Being the latter takes patience and confidence, both of which come from reflection. Be sure of your methods by researching, practicing, and being willing to adapt. Test your values and your ideas so that you are confident they’ll support the gently padded brick wall you’re building on their foundation.

Tactical Kindness

Imagine you are an emotionless robot who does not care at all about human life. You have no feelings or empathy at all, zero compassion for the struggles of others, and everything in your existence is a cold calculation designed to maximize your own self-interest.

If this were true, you should be super kind all the time.

In my line of work, I hear stories constantly about people in positions of authority being heartless and cruel. It doesn’t shock me – I know humans have a great capacity for cruelty. What often shocks me is how rapidly that cruelty comes back to bite that person in the ass and then how shocked the person is about it.

I mean, this is a pattern I see repeated more times than I can count:

Employee: [Makes a reasonable request.]
Manager: [Responds in a thoughtless and cruel way.]
Employee: [Quits, and makes manager’s life very hard.]
Manager: [Shocked face.]

Variations on the theme abound, but the central lesson is clear: Even if you don’t actually care at all, pretending to have a heart is absolutely to your benefit.

I’m a pragmatist. I don’t see a lot of difference between pretending to be kind and being kind, as long as they both lead to the same actions. If someone gives a hundred dollars to charity because they genuinely care about the cause, and someone else gives a hundred dollars because they don’t want their employees to think they’re a miser, then the charity still gets two hundred dollars. So to my way of thinking, everyone pretending to be kind would actually be a huge improvement, even if no one’s heart moved a millimeter.

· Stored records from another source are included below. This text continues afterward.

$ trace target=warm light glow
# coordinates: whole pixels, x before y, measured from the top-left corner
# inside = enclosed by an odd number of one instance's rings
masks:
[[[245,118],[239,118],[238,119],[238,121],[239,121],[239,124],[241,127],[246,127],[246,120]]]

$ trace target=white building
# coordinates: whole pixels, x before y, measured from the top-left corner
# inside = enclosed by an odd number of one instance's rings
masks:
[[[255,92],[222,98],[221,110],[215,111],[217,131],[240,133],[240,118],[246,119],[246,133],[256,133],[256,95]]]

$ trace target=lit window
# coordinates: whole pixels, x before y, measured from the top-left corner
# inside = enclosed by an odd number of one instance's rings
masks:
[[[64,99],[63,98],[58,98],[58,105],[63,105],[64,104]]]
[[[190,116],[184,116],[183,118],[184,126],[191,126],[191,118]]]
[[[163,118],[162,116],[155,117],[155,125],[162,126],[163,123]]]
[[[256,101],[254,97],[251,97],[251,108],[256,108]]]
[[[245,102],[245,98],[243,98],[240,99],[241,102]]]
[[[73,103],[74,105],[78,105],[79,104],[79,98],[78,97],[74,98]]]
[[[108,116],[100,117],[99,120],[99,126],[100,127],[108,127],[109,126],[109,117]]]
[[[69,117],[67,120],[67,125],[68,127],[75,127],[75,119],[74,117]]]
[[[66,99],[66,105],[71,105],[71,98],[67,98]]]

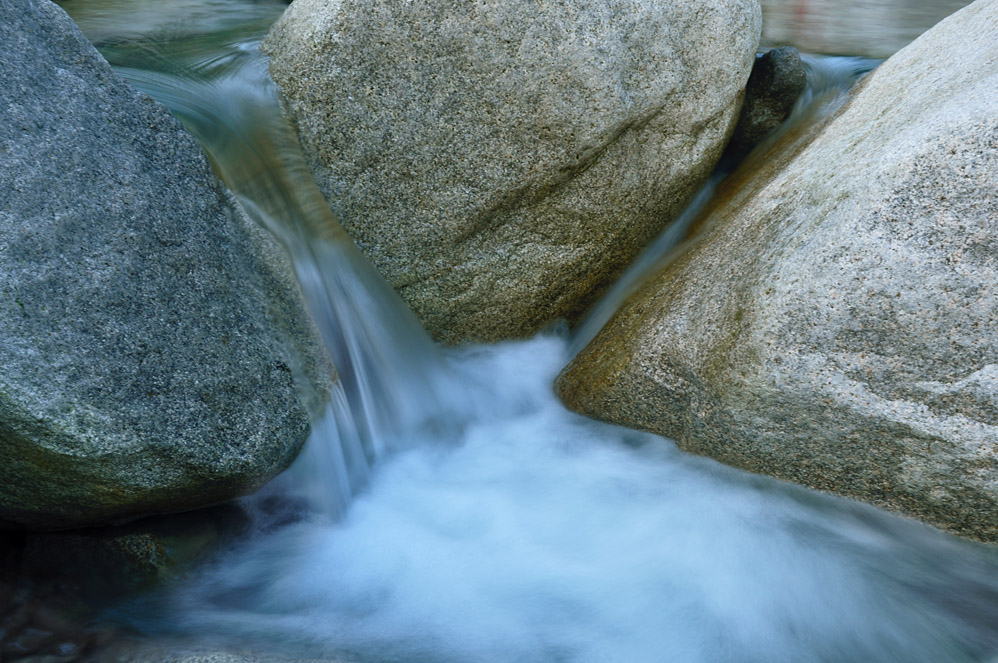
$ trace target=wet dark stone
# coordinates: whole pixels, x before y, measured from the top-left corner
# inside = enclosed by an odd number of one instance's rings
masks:
[[[800,53],[782,46],[757,55],[728,152],[745,155],[787,119],[807,86]]]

Make kindness and compassion your default reaction, regardless of how you actually feel. Everyone’s life – especially yours, if that’s what you care about – will improve.

The Next Tree

Today, my children and I went for a nature hike. It was absolutely lovely, and the children had a wonderful time. At one point though, the energy levels of my youngest flagged a little (he was excitedly running around quite a bit, and thus went through his energy reserves a bit faster than the rest of us). He started to worry that he “wasn’t going to make it,” because the journey was too far.

My oldest then stepped in and walked next to him, saying “You don’t have to make it all the way back. You just have to make it to that next tree right there. You can do that, right?” And of course he could! He practically bounced. Then she told him he only had to make it to the next tree…

Before it became a trick, it became a game. He happily jogged from tree to tree at his big sister’s direction, enjoying his short little stints and forgetting entirely about the full length of the trail still ahead of us.

Breaking down larger tasks into small chunks works, but it works even better if those small chunks become a game in themselves, something fun to bounce to. And it helps to have someone you love along for the journey.

New Month’s Resolution – November 2024

Happy New Month!

My resolution this month is simple, but difficult – I want to “go wide.” I’ve been down “in the weeds” on a lot of projects, both personal and professional, for a while now and I want to come up for air. So this is a month for strategy over tactics, looking at the big picture, and getting some distance from the individual elements.

May your vision, whatever you set it on, be clear!